Also while in Hawaii, the president issued a written rebuke to Senate Democrats who derailed Republican-backed legislation to limit class action lawsuits and large damage awards against corporations, apparently killing the bill for this year.

"I am eager to sign it, our economy needs it and I urge those senators who stand in the way to let the will of the people be heard," he wrote.

Thursday, the Bushes visited Pearl Harbor and the memorial for the sunken battleship USS Arizona, where 1,177 sailors and Marines died in the Dec. 7, 1941, Japanese attack, and where oil still bubbles up from the remains. As is traditional, Mr. Bush and Laura Bush, dropped flowers into the water.

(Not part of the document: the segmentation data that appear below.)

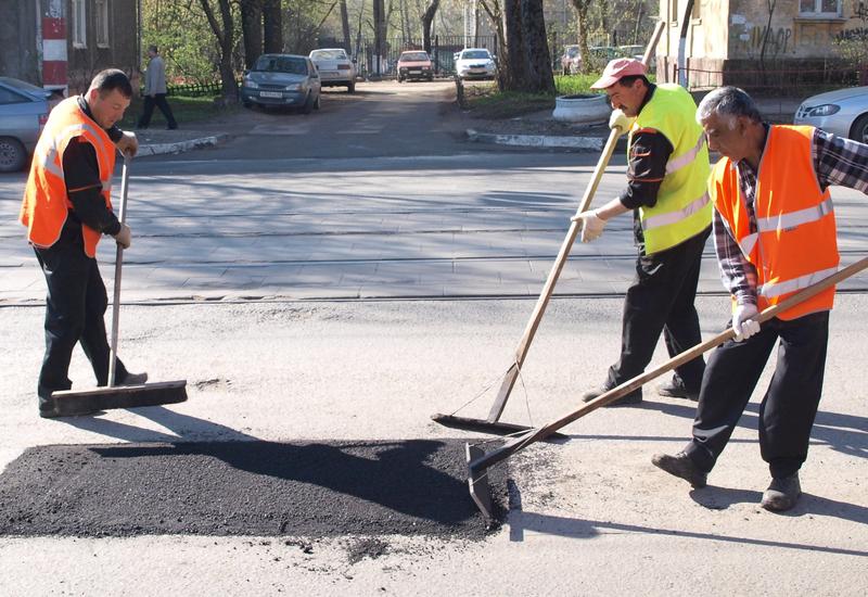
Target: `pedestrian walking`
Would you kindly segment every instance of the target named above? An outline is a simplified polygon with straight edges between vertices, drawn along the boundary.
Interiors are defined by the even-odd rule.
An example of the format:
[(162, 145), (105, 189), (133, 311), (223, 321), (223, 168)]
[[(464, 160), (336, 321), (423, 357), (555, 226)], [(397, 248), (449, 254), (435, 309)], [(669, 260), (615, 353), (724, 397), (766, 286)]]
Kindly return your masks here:
[(139, 128), (148, 128), (151, 124), (151, 116), (154, 114), (156, 105), (166, 118), (166, 128), (178, 128), (175, 116), (171, 113), (169, 102), (166, 101), (166, 64), (156, 46), (148, 47), (148, 69), (144, 72), (144, 106), (142, 116), (139, 118)]
[[(20, 220), (46, 277), (46, 354), (37, 395), (41, 417), (59, 416), (51, 401), (69, 390), (69, 360), (81, 344), (99, 385), (108, 382), (105, 338), (108, 300), (97, 265), (102, 234), (128, 249), (130, 228), (112, 211), (115, 152), (135, 155), (138, 141), (115, 123), (129, 106), (132, 86), (122, 71), (102, 71), (84, 96), (63, 100), (51, 111), (36, 145)], [(117, 385), (144, 383), (116, 361)]]
[[(709, 151), (690, 93), (678, 85), (654, 85), (644, 72), (637, 60), (613, 60), (591, 86), (604, 89), (612, 107), (635, 118), (628, 127), (627, 188), (602, 207), (573, 219), (583, 224), (582, 241), (590, 242), (610, 219), (633, 212), (638, 256), (636, 278), (624, 301), (621, 356), (602, 386), (585, 393), (585, 402), (641, 374), (661, 332), (671, 356), (701, 341), (693, 301), (711, 233)], [(704, 366), (702, 357), (681, 365), (658, 392), (695, 399)], [(641, 401), (639, 388), (614, 406)]]
[(777, 344), (775, 373), (760, 403), (760, 449), (771, 474), (761, 506), (788, 510), (802, 494), (799, 471), (822, 393), (834, 288), (762, 327), (756, 316), (838, 270), (829, 187), (868, 193), (868, 145), (814, 127), (768, 125), (750, 96), (735, 87), (709, 93), (697, 120), (709, 147), (723, 155), (709, 187), (737, 335), (709, 358), (692, 440), (652, 462), (704, 486)]

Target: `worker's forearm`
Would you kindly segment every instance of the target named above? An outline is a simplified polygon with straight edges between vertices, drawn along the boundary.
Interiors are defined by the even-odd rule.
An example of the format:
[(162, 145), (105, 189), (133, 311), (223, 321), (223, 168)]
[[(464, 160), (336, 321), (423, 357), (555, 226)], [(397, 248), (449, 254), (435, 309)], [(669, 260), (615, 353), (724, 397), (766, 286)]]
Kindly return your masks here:
[(621, 203), (620, 199), (613, 199), (602, 207), (597, 207), (596, 209), (597, 217), (607, 220), (631, 211), (633, 209), (630, 209), (629, 207), (624, 206), (624, 204)]

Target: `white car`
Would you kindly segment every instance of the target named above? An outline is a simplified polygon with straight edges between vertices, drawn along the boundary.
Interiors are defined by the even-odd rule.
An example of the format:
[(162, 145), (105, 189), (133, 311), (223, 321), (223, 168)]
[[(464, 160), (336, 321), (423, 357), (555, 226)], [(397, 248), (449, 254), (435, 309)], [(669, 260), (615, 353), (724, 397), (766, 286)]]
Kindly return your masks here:
[(319, 71), (322, 87), (346, 87), (356, 90), (356, 65), (343, 48), (322, 48), (310, 52), (310, 61)]
[(458, 52), (455, 72), (462, 79), (493, 79), (497, 76), (495, 58), (485, 48), (465, 48)]
[(851, 87), (808, 98), (795, 111), (793, 124), (815, 126), (868, 143), (868, 87)]

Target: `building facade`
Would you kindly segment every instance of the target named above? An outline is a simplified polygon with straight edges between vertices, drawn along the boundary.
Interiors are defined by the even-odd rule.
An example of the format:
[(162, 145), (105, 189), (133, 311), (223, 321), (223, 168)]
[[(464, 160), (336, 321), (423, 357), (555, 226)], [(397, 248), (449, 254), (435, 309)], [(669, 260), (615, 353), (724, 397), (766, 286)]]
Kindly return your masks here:
[(776, 88), (800, 82), (846, 82), (857, 68), (842, 40), (868, 48), (868, 2), (857, 0), (661, 0), (666, 23), (658, 46), (658, 77), (678, 80), (686, 26), (684, 75), (690, 88), (739, 85)]
[(116, 67), (138, 87), (141, 51), (137, 0), (4, 0), (0, 2), (0, 75), (85, 91)]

They also toured the decommissioned 45,000-ton battleship USS Missouri, where the World War II surrender documents were signed in Tokyo Bay, and took a boat tour of the harbor, passing ships and nuclear-powered submarines just back from the Iraq war.

"You set a great example for future soldiers and sailors," the president told a group of about 60 World War II and Korean War veterans on the Missouri.

The Bushes also found time to visit Pearl Harbor Elementary School to read to second graders. As the Bushes entered, the students were asked if they knew who their visitors were.

"George Washington," one shouted. Mr. Bush laughed. "You got the first name right," he said.